Michigan avenue. Devant nous, une femme traverse à pas rapides, enveloppée dans un manteau noir, les cheveux tirés, la tête baissée, cachée par un foulard et d’épaisses lunettes de soleil. Derrière elle, son garde du corps, la veste ostensiblement ouverte sur son holster, l’arme chromée bien visible, une oreillette à l’oreille, ne lâche pas des yeux sa cliente. Impossible de savoir qui était la jeune femme : à peine le temps de les voir qu’ils avaient disparu, comme une image dans un rêve, une vision fantasmée de l’Amérique.

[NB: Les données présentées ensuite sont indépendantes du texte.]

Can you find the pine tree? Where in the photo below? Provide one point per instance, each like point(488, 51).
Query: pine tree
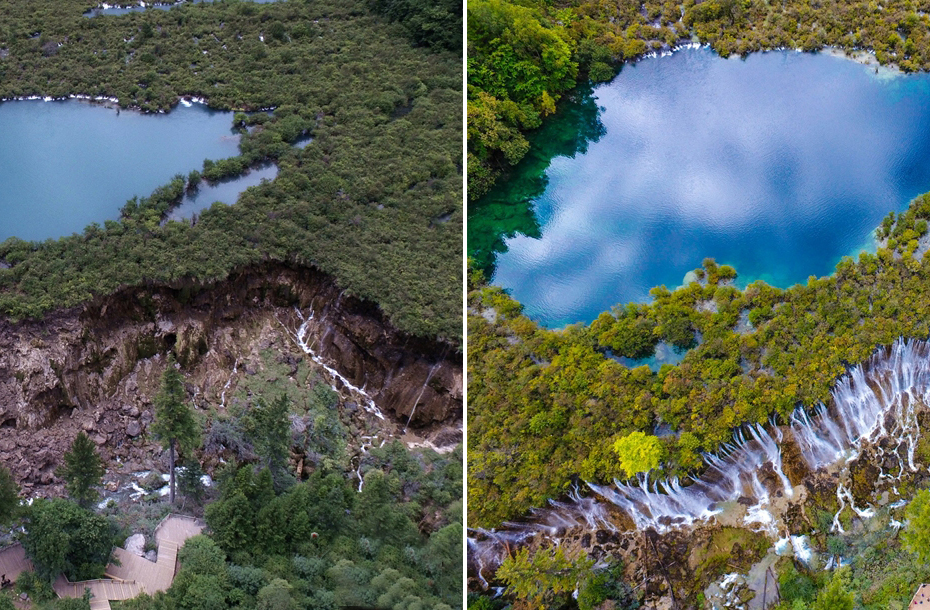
point(270, 432)
point(82, 471)
point(174, 423)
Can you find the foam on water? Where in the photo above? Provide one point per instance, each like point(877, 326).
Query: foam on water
point(874, 401)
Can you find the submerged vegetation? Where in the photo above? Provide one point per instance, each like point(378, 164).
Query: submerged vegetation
point(375, 199)
point(547, 407)
point(523, 57)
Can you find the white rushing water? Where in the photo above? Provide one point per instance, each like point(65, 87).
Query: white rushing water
point(302, 336)
point(875, 401)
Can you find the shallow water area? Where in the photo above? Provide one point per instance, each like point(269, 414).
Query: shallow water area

En arrivant devant le John Hancock Center, nous avisons sur le côté l’entrée de la Cheesecake Factory, un restaurant situé au rez-de-chaussée de la tour, et moi je ne résiste pas à un cheese-cake. Il est midi, nous n’avons pas déjeuné, et il nous faut de toute façon prendre des forces pour grimper les 94 étages qui nous séparent de l’observatoire (certes, oui, en ascenseur). Par chance, il y a peu de monde, et nous pouvons profiter pleinement de l’endroit et de son ambiance tamisée art déco du meilleur effet. Les hamburgers, délicieux, auraient largement pu suffire à nous rassasier, mais j’ai dit mon goût pour le cheese-cake, et cheese-cake il y eut… Allez vous lever après ça et reprendre comme si de rien n’était le cours de votre journée !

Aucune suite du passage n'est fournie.